Enhancement of stability of a lipase by subjecting to three phase partitioning (TPP): structures of native and TPP-treated lipase from Thermomyces lanuginosa

Abstract

The lipase enzyme converts long chain acyltriglycerides into di- and monoglycerides, glycerol and fatty acids. The catalytic site in lipase is situated deep inside the molecule. It is connected through a tunnel to the surface of the molecule. In the unbound state under aqueous conditions, the tunnel remains closed. The tunnel can be opened when the enzyme is exposed to a lipid bilayer or a detergent or many hydrophobic/hydrophilic surfaces. In the present study, the lipase was subjected to three-phase partitioning (TPP) which consisted of mixing in tert-butanol and ammonium sulphate to the solution of lipase in the aqueous buffer.
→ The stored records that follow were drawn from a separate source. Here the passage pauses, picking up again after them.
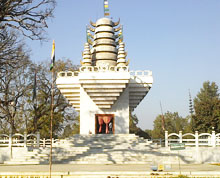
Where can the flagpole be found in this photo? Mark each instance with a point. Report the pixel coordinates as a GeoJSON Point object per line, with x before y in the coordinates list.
{"type": "Point", "coordinates": [163, 120]}
{"type": "Point", "coordinates": [51, 122]}
{"type": "Point", "coordinates": [52, 103]}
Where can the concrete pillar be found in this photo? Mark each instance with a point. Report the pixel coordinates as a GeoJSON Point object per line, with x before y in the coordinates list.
{"type": "Point", "coordinates": [166, 138]}
{"type": "Point", "coordinates": [180, 137]}
{"type": "Point", "coordinates": [25, 139]}
{"type": "Point", "coordinates": [197, 139]}
{"type": "Point", "coordinates": [213, 139]}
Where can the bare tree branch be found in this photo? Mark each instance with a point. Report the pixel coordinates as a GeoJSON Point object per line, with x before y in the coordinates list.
{"type": "Point", "coordinates": [29, 17]}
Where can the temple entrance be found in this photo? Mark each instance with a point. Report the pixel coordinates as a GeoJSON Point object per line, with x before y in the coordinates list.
{"type": "Point", "coordinates": [104, 124]}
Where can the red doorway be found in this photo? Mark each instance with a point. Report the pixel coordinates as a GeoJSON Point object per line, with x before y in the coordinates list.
{"type": "Point", "coordinates": [104, 124]}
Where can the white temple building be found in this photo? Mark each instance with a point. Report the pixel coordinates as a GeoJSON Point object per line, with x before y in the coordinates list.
{"type": "Point", "coordinates": [104, 91]}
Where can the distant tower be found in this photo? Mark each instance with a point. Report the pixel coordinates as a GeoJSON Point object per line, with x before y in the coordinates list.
{"type": "Point", "coordinates": [104, 90]}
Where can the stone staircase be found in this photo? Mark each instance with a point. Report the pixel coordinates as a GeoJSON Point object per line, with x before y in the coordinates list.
{"type": "Point", "coordinates": [97, 149]}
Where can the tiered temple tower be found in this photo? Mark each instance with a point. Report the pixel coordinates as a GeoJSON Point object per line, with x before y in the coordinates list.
{"type": "Point", "coordinates": [104, 90]}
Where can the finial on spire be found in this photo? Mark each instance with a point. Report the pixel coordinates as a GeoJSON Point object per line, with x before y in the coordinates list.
{"type": "Point", "coordinates": [89, 36]}
{"type": "Point", "coordinates": [120, 35]}
{"type": "Point", "coordinates": [106, 9]}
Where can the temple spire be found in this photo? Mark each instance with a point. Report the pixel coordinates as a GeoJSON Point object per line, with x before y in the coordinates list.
{"type": "Point", "coordinates": [106, 9]}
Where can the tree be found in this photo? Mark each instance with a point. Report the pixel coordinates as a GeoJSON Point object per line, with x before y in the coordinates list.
{"type": "Point", "coordinates": [173, 123]}
{"type": "Point", "coordinates": [13, 87]}
{"type": "Point", "coordinates": [207, 108]}
{"type": "Point", "coordinates": [39, 110]}
{"type": "Point", "coordinates": [26, 16]}
{"type": "Point", "coordinates": [12, 51]}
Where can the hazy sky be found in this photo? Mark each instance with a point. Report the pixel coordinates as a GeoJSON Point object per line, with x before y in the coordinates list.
{"type": "Point", "coordinates": [179, 40]}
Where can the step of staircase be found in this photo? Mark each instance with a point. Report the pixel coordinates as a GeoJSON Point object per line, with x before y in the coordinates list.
{"type": "Point", "coordinates": [96, 149]}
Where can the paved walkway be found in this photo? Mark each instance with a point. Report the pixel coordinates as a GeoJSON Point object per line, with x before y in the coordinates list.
{"type": "Point", "coordinates": [187, 169]}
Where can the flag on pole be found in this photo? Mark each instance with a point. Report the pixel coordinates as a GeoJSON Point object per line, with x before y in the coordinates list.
{"type": "Point", "coordinates": [35, 86]}
{"type": "Point", "coordinates": [52, 56]}
{"type": "Point", "coordinates": [120, 35]}
{"type": "Point", "coordinates": [106, 9]}
{"type": "Point", "coordinates": [89, 36]}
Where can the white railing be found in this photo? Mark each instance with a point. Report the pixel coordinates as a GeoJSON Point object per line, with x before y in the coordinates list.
{"type": "Point", "coordinates": [203, 139]}
{"type": "Point", "coordinates": [25, 140]}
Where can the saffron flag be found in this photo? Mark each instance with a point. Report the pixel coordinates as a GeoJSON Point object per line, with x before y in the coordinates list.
{"type": "Point", "coordinates": [106, 8]}
{"type": "Point", "coordinates": [35, 86]}
{"type": "Point", "coordinates": [52, 56]}
{"type": "Point", "coordinates": [120, 35]}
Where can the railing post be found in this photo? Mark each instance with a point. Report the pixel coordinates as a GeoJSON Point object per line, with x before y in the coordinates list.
{"type": "Point", "coordinates": [10, 140]}
{"type": "Point", "coordinates": [38, 139]}
{"type": "Point", "coordinates": [166, 138]}
{"type": "Point", "coordinates": [213, 139]}
{"type": "Point", "coordinates": [180, 137]}
{"type": "Point", "coordinates": [25, 139]}
{"type": "Point", "coordinates": [197, 139]}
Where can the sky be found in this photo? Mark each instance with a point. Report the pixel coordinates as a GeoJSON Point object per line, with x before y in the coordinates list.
{"type": "Point", "coordinates": [178, 40]}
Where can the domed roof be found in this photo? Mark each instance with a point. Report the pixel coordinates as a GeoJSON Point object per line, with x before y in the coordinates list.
{"type": "Point", "coordinates": [104, 21]}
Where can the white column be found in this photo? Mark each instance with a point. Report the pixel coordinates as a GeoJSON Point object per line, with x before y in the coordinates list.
{"type": "Point", "coordinates": [166, 138]}
{"type": "Point", "coordinates": [197, 138]}
{"type": "Point", "coordinates": [180, 137]}
{"type": "Point", "coordinates": [213, 139]}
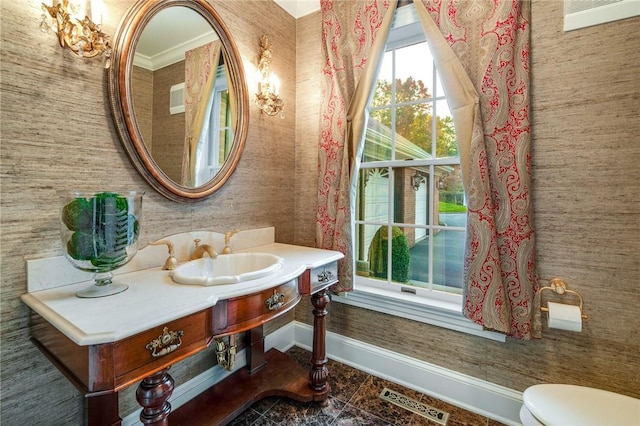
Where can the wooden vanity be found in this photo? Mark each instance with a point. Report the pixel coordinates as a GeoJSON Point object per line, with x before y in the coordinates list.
{"type": "Point", "coordinates": [101, 370]}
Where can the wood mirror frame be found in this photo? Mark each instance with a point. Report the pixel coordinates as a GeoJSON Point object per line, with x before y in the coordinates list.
{"type": "Point", "coordinates": [120, 97]}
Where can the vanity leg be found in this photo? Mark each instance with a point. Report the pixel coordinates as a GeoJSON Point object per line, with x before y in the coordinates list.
{"type": "Point", "coordinates": [319, 373]}
{"type": "Point", "coordinates": [152, 394]}
{"type": "Point", "coordinates": [102, 410]}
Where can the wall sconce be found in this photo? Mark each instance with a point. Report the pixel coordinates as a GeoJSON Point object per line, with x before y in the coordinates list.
{"type": "Point", "coordinates": [416, 181]}
{"type": "Point", "coordinates": [267, 97]}
{"type": "Point", "coordinates": [71, 21]}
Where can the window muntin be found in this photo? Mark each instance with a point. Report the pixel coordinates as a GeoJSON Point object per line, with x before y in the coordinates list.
{"type": "Point", "coordinates": [410, 210]}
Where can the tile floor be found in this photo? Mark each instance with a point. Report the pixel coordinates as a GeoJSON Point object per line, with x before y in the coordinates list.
{"type": "Point", "coordinates": [354, 401]}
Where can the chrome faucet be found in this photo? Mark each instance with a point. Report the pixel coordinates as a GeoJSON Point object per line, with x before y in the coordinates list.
{"type": "Point", "coordinates": [200, 250]}
{"type": "Point", "coordinates": [227, 239]}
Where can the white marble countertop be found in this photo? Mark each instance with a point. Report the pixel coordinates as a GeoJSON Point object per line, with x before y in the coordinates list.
{"type": "Point", "coordinates": [153, 298]}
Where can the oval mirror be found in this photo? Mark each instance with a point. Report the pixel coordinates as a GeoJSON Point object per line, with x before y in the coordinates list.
{"type": "Point", "coordinates": [178, 96]}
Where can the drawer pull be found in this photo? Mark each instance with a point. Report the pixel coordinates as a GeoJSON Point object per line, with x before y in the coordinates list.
{"type": "Point", "coordinates": [166, 343]}
{"type": "Point", "coordinates": [275, 301]}
{"type": "Point", "coordinates": [325, 276]}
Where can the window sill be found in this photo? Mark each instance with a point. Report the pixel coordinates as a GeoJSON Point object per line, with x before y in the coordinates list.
{"type": "Point", "coordinates": [429, 311]}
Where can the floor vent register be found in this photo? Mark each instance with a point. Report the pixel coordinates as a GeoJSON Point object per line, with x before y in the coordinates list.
{"type": "Point", "coordinates": [417, 407]}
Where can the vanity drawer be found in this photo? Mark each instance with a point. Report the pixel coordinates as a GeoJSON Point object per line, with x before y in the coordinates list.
{"type": "Point", "coordinates": [324, 275]}
{"type": "Point", "coordinates": [246, 312]}
{"type": "Point", "coordinates": [159, 347]}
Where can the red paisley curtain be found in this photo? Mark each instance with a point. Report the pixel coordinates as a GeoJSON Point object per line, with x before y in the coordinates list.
{"type": "Point", "coordinates": [353, 36]}
{"type": "Point", "coordinates": [488, 51]}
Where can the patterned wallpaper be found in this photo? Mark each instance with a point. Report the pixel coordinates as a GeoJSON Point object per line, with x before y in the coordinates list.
{"type": "Point", "coordinates": [57, 133]}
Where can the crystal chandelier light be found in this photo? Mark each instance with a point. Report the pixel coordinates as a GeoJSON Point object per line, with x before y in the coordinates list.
{"type": "Point", "coordinates": [71, 21]}
{"type": "Point", "coordinates": [267, 97]}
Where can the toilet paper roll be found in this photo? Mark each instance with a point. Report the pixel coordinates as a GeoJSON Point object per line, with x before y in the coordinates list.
{"type": "Point", "coordinates": [565, 317]}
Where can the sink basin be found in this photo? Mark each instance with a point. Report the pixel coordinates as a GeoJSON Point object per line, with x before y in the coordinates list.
{"type": "Point", "coordinates": [227, 269]}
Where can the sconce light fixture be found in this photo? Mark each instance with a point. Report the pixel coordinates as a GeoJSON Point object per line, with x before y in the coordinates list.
{"type": "Point", "coordinates": [268, 84]}
{"type": "Point", "coordinates": [72, 22]}
{"type": "Point", "coordinates": [416, 181]}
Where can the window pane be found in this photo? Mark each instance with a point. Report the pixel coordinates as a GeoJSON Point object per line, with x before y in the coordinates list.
{"type": "Point", "coordinates": [411, 196]}
{"type": "Point", "coordinates": [450, 209]}
{"type": "Point", "coordinates": [419, 251]}
{"type": "Point", "coordinates": [446, 142]}
{"type": "Point", "coordinates": [413, 132]}
{"type": "Point", "coordinates": [373, 195]}
{"type": "Point", "coordinates": [382, 92]}
{"type": "Point", "coordinates": [448, 259]}
{"type": "Point", "coordinates": [365, 252]}
{"type": "Point", "coordinates": [414, 73]}
{"type": "Point", "coordinates": [377, 144]}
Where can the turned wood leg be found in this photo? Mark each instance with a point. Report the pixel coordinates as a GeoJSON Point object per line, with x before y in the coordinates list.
{"type": "Point", "coordinates": [319, 373]}
{"type": "Point", "coordinates": [102, 410]}
{"type": "Point", "coordinates": [152, 394]}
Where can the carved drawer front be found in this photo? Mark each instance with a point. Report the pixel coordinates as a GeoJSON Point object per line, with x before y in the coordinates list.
{"type": "Point", "coordinates": [246, 312]}
{"type": "Point", "coordinates": [159, 346]}
{"type": "Point", "coordinates": [324, 275]}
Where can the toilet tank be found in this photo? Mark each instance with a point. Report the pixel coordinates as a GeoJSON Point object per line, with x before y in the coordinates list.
{"type": "Point", "coordinates": [555, 404]}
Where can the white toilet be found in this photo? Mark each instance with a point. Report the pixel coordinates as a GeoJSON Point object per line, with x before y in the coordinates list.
{"type": "Point", "coordinates": [569, 405]}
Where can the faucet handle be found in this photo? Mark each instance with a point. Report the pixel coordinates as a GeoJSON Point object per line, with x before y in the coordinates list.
{"type": "Point", "coordinates": [227, 239]}
{"type": "Point", "coordinates": [171, 262]}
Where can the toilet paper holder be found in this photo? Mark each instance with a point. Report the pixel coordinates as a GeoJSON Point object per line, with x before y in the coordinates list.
{"type": "Point", "coordinates": [558, 286]}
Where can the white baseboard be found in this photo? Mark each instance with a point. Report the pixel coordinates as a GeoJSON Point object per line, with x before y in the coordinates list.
{"type": "Point", "coordinates": [479, 396]}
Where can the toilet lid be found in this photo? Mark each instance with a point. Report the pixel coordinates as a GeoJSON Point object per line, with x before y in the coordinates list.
{"type": "Point", "coordinates": [565, 405]}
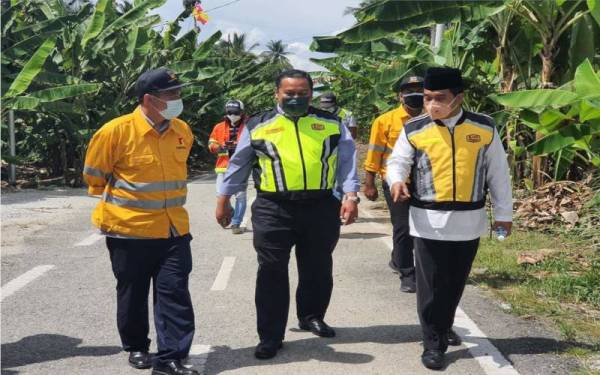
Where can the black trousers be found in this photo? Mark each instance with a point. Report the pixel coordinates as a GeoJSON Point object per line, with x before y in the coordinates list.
{"type": "Point", "coordinates": [167, 262]}
{"type": "Point", "coordinates": [313, 226]}
{"type": "Point", "coordinates": [402, 253]}
{"type": "Point", "coordinates": [442, 270]}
The enzyme formed an interfacial precipitate between the tert-butanol rich and water rich phases. The stability of the enzyme subjected to TPP was found to be higher (Tm of 80 °C) than the untreated enzyme (Tm of 77 °C). The activity of the enzyme subjected to TPP (3.3 U/mg) was nearly half of that of the untreated one (5.8 U/mg). However, the activity of the treated enzyme was higher (17.8 U/mg) than the untreated one (8.6 U/mg) when a detergent was incorporated in the assay buffer. The structure determination showed that the substrate binding site in the treated enzyme was more tightly closed than that of the untreated protein.